In this passage, we will learn how to effectively fix the PCB without worrying about falling off or loosening the accessories. We are going to focus on the working principles of countersink and counterbore, to understand the difference between the two holes.
Countersink VS Counterbore
Before we start looking at the comparison between them, let’s highlight what a countersink and a counterbore are.
What is Countersink?
A countersink is a cone-shaped hole that is bored into a PCB. This hole creates room for a flat head screw or fastener to fit correctly once installed.
What is Counterbore?
A counterbore is more of a cylindrical flat-shaped hole. The hole formed has a flat bottom and allows a screw or fastener with a flat underside to fit. Also, the instrument that is used to create this feature is known as a counterbore. The word will be used interchangeably.
Similarities and Differences Between Them
The practice of making a countersunk hole is known as countersinking. Now, a countersunk hole may come in different sizes of angles. It includes the standard sizes of 60, 82, and 90 degrees alongside the less popular 100, 110, and 120 degrees. However, the most frequently used degrees are 82, 90, and 100.
While the only angle applicable to a counterbore is a vertical zero degrees, it is just as effective as a countersink. It is important to note that when working with a wooden surface if you fail to countersink first but end up forcing the screw into this surface, not only will the wood’s stability and strength be compromised, but your work will consequently be an eyesore.
It is because the wood fibers will crack and become dented if not wholly damaged. It is much easier to counterbore a wooden surface; this is because counterboring does not require precision and accuracy in the angles. Also, in a counterbore, all the hole needs are a screw with a flat underside or one with a socket head that can fit with the surface or washer.
Countersink VS Counterbore Symbol
In drawing or design, symbols are used as a representation of the actual material or technique. With characters, there is room for dimensional consistency and tolerance of specifications. Also, it is much faster and even easier to write the symbol of material or quantity as opposed to spelling it out with actual words on a drawing. It is not only against drawing protocol but will also make your work clustered.
Symbols represent basic protocol in drawing, design, or mathematics.

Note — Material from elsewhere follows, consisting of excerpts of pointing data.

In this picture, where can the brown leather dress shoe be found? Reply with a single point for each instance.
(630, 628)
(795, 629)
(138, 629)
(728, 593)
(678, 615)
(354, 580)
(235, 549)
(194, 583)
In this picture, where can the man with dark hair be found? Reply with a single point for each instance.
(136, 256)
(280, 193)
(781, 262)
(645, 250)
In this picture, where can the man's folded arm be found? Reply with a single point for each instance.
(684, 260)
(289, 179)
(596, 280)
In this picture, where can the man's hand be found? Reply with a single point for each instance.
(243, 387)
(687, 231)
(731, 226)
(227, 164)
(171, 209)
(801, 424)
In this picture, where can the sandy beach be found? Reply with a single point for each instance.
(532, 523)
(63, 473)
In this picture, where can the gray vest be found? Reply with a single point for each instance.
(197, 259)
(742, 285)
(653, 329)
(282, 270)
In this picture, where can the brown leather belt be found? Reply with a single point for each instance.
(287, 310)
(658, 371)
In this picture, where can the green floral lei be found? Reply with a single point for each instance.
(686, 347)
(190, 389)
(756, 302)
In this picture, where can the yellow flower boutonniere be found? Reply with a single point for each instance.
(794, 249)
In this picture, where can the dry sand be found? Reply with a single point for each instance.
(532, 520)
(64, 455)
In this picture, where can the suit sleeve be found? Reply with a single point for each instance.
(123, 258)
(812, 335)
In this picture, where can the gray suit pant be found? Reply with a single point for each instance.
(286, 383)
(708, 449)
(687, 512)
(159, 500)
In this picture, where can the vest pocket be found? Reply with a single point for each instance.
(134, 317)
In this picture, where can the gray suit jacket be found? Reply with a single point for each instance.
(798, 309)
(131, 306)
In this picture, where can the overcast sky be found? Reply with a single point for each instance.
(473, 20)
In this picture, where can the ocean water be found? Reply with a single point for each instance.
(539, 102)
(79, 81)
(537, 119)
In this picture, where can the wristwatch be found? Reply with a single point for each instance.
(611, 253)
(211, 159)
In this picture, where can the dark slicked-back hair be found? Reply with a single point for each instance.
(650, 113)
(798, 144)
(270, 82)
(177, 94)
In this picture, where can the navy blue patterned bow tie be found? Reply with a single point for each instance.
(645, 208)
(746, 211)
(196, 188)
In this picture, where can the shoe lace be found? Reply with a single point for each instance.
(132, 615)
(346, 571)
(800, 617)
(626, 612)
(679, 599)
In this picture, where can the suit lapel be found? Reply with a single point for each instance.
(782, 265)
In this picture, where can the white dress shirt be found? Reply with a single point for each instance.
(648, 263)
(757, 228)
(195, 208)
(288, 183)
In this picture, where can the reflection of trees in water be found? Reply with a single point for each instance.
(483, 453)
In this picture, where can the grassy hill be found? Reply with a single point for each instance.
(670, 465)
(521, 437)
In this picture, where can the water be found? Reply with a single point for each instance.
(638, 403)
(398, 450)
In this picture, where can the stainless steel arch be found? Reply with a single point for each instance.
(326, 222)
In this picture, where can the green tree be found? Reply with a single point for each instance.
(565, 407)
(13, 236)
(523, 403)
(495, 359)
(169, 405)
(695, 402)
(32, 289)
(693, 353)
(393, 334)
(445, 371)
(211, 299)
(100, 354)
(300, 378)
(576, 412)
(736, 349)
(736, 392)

In a building or house plan drawing, symbols are used as a faster means of conveying information. Here, the character of a countersink and that of a counterbore is duly represented. It is often side by side with the symbol of diameter and accompanied by a numerical value.
What does a countersink symbol look like?
A countersink symbol looks like the letter V. When you think about it when you look at a countersunk hole from the side; it resembles the letter V.
What does a counterbore symbol look like?
The symbol of a counterbore has been likened to an incomplete square with an opening at the top. In technical drawing, this symbol was formed by taking the side view of the countersink and counterbore holes.
Both symbols are used in drilling designs. With the emblem of diameter, they show how wide or how deep a hole is meant to be. These designs are interpreted by a builder who works based on the information provided on these designs. A counterbore symbol is used to define counterboring operations while that of a countersink is for countersinking fastening operations.
Countersink VS Counterbore Drill Bits
You could create several holes when using a drill bit, depending on the diameter that is required and the thickness of the material. But for a counterbore and a countersink, They are hole drills, so the process created by them.
The drill bits are the instruments used for drilling or creating either a countersink hole or a counterbore into the surface of a material, which is a print circuit board, PCB. Both types of holes use different materials for their fabrication. Ultimately, the aim is to create a spot where a screw or fastener can sit flush within the washer or workpiece.
It is done to completely hide the entire length and axis of the fastener or screw in the countersunk hole or counterbore. Because of the difference in their cavity (one is flat, and the other is angled), different materials are used for their fabrication.
For counterboring, a cylindrical hole is bored into the material’s surface. This hole has a large diameter at the head and a smaller one down below. The screw or fastener is meant to sit correctly in the spot and prevent the two surfaces from separating when joined. The larger side of the hole fits the head of the fastener while the smaller one accommodates its shaft.